Ostras, ostras

Aquellas ostras eran amigas de toda la vida. Vivían en el mar del Caribe, resguardadas del peligro bajo una roca plana. Esto les permitía observar el paisaje, disfrutando de la luz vertical del sol ecuatorial.
-Míranos- se lamentaba una de ellas- aquí toda la vida, sin poder movernos, sin poder ir en busca de nuestra comida.
Las otras abrían sus bocas aburridas, esperando que la corriente les trajera algo de alimento. Las rayas, los peces loro, mariposa o león deambulaban felices acercándose a la superficie y zambulléndose de nuevo tanto como les placía. 
Cuando llegaba el mal tiempo para todos, las ostras se alborozaban. “A río revuelto, ganancia de pescadores”, soñaban. Las tormentas repentinas removían la arena y arrastraban el plancton a las hambrientas ostras.
El pasado mes de marzo una tempestad cambio sus vidas. Un golpe de mar destrozó una roca en mil pedazos, muchos de los cuales fueron a alojarse en el interior de las ostras de la colonia. Los más cortantes hirieron sus corazones. No había manera de deshacerse del dolor continuo que les provocaba.
Otra de ellas decidió convertir la tragedia en oportunidad. Construir en vez de quejarse. Aprovechar la adversidad para obtener algo de valor. 

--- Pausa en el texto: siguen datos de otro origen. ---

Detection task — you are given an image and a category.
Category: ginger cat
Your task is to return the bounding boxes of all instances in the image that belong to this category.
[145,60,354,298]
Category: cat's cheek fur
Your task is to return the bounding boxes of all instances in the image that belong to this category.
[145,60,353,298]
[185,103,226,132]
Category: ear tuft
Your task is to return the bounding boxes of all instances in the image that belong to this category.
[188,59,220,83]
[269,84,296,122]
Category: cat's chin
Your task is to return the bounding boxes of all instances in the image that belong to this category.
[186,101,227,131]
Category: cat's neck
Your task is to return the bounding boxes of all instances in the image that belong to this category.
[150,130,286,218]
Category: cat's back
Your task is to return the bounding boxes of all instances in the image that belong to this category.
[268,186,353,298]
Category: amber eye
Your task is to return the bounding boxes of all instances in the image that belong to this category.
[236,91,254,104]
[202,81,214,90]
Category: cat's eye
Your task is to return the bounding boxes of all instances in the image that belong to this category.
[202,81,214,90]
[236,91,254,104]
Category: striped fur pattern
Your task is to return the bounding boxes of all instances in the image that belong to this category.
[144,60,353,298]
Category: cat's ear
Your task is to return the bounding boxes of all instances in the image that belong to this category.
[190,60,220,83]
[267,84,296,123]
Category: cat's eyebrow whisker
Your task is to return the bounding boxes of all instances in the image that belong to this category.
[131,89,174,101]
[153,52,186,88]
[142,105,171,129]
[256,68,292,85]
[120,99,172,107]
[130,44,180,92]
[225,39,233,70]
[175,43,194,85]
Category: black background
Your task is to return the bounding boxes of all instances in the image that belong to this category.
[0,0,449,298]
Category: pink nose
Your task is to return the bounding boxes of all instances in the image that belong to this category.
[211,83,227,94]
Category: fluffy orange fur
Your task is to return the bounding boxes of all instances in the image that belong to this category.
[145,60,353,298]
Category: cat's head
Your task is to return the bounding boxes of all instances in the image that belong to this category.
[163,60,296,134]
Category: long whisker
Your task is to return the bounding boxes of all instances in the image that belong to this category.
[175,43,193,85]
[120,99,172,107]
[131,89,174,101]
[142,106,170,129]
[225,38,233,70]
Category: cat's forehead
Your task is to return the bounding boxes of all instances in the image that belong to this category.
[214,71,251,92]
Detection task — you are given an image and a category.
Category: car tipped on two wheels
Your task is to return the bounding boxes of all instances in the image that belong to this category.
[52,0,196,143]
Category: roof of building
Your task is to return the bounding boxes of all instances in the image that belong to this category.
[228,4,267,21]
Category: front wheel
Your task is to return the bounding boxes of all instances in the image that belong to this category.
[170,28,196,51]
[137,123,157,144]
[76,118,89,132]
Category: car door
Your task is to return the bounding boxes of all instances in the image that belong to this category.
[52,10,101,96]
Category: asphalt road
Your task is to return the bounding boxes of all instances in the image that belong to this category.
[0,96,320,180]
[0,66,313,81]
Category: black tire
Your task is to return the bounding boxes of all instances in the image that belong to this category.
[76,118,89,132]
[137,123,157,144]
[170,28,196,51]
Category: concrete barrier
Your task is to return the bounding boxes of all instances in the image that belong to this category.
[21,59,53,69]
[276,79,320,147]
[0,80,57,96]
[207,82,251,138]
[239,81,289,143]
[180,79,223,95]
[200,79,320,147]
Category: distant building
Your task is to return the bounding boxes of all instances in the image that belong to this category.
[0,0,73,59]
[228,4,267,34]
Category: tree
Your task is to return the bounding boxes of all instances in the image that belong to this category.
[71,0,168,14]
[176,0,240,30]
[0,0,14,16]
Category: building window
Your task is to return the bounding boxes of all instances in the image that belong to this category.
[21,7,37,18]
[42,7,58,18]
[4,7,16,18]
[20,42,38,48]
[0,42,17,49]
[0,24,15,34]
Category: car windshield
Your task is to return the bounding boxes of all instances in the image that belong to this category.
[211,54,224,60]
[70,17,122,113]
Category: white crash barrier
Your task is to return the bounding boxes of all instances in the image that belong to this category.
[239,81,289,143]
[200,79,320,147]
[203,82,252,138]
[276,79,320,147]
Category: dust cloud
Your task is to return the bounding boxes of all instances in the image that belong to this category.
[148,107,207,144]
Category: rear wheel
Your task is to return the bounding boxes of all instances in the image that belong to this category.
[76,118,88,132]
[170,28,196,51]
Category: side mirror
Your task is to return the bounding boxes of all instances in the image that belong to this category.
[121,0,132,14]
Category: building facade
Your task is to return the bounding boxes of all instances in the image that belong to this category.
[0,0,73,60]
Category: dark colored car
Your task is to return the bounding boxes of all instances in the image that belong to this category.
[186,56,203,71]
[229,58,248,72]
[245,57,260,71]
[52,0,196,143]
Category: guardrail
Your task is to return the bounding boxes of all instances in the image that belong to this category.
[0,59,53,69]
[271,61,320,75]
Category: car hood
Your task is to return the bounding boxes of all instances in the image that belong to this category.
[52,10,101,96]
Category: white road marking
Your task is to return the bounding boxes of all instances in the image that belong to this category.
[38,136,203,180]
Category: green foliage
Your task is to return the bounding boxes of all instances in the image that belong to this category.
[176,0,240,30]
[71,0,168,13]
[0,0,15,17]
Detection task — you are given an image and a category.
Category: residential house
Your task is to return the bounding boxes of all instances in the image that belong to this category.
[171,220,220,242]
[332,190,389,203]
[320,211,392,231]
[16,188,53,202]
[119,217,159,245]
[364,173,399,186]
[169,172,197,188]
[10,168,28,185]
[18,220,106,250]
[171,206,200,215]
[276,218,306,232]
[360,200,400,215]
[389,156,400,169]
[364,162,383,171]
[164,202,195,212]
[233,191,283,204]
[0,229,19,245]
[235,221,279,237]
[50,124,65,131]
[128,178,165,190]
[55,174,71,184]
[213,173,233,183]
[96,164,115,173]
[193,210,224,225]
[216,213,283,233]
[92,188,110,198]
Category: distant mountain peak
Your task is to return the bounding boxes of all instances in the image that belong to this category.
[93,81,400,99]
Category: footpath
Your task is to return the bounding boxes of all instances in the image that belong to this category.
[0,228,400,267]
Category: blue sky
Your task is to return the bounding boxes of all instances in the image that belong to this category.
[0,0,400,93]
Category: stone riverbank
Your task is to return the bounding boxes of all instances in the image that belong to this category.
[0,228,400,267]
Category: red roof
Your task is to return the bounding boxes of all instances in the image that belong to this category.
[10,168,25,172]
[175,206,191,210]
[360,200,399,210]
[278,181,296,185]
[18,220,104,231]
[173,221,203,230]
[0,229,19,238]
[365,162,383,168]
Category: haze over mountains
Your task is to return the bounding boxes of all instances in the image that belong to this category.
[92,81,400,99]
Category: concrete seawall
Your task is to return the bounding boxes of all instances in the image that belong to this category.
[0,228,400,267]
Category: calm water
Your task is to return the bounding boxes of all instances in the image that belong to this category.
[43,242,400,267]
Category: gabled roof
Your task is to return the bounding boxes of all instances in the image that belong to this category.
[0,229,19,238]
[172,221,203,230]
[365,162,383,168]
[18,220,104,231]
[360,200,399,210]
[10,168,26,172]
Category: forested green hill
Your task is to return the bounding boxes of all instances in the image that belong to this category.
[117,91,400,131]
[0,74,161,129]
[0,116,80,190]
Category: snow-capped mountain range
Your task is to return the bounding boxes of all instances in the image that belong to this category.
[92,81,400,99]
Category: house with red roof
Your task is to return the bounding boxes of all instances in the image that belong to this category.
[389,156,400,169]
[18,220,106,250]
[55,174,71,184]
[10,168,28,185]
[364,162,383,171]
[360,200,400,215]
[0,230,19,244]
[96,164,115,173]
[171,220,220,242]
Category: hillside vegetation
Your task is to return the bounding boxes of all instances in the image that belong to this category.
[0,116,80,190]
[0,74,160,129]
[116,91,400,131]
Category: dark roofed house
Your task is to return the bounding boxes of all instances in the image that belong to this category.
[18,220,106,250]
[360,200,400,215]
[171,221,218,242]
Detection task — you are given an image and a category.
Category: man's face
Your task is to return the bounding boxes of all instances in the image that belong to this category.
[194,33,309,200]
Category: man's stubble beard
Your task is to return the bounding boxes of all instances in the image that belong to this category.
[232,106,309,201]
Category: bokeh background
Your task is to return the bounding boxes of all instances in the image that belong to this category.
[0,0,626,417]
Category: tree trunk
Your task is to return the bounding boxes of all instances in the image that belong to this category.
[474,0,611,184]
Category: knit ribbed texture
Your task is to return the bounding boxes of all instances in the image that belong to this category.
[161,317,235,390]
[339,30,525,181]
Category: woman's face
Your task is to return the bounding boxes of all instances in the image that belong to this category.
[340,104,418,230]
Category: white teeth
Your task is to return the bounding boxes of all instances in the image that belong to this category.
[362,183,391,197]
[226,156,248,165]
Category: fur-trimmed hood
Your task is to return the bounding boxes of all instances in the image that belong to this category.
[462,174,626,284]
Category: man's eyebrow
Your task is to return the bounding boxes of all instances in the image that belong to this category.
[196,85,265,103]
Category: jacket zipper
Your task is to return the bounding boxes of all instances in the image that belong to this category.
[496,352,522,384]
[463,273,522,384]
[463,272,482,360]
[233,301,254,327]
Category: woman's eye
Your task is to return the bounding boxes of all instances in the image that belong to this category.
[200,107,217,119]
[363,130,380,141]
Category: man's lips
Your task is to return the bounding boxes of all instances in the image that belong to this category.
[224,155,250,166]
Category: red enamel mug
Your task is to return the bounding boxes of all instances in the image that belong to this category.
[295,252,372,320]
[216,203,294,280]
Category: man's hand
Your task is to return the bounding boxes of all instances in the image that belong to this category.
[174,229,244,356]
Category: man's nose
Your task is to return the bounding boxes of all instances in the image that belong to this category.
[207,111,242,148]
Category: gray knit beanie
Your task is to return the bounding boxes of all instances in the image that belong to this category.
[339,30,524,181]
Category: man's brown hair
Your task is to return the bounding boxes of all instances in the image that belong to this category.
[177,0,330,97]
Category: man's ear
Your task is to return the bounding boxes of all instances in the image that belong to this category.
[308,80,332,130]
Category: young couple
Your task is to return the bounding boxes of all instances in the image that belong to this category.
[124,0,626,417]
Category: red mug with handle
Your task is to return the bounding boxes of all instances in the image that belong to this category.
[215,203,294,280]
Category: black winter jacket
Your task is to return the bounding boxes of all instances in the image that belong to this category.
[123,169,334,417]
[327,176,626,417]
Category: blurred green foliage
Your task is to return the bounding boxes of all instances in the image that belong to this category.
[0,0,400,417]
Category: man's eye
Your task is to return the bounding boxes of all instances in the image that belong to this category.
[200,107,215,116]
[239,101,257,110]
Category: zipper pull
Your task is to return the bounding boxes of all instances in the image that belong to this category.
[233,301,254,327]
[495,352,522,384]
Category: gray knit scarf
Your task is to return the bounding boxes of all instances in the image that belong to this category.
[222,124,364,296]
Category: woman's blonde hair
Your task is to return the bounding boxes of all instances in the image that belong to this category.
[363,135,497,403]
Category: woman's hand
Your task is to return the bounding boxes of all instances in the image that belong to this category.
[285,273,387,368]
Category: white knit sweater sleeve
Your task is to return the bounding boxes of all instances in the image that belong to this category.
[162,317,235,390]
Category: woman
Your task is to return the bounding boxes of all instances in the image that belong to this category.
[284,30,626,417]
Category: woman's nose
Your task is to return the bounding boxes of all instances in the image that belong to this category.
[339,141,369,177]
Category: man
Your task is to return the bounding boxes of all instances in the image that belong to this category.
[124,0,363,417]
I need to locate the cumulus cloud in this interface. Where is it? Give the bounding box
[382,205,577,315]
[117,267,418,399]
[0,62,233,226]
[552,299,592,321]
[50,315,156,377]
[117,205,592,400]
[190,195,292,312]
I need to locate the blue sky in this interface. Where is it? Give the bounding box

Intuyó que siempre se podía sacar algo bueno de una mala experiencia, al fin y al cabo era lo que habían hecho toda la vida: alimentarse en las tormentas. Así es que, usando sus armas, abrazó la roca y la envolvió con saliva, y mucha paciencia, hasta que en pocas semanas dejo de doler. Siguió el abrazo y la paciencia, y la herida sanó completamente. 
Un año después, aquella roca era una perla preciosa.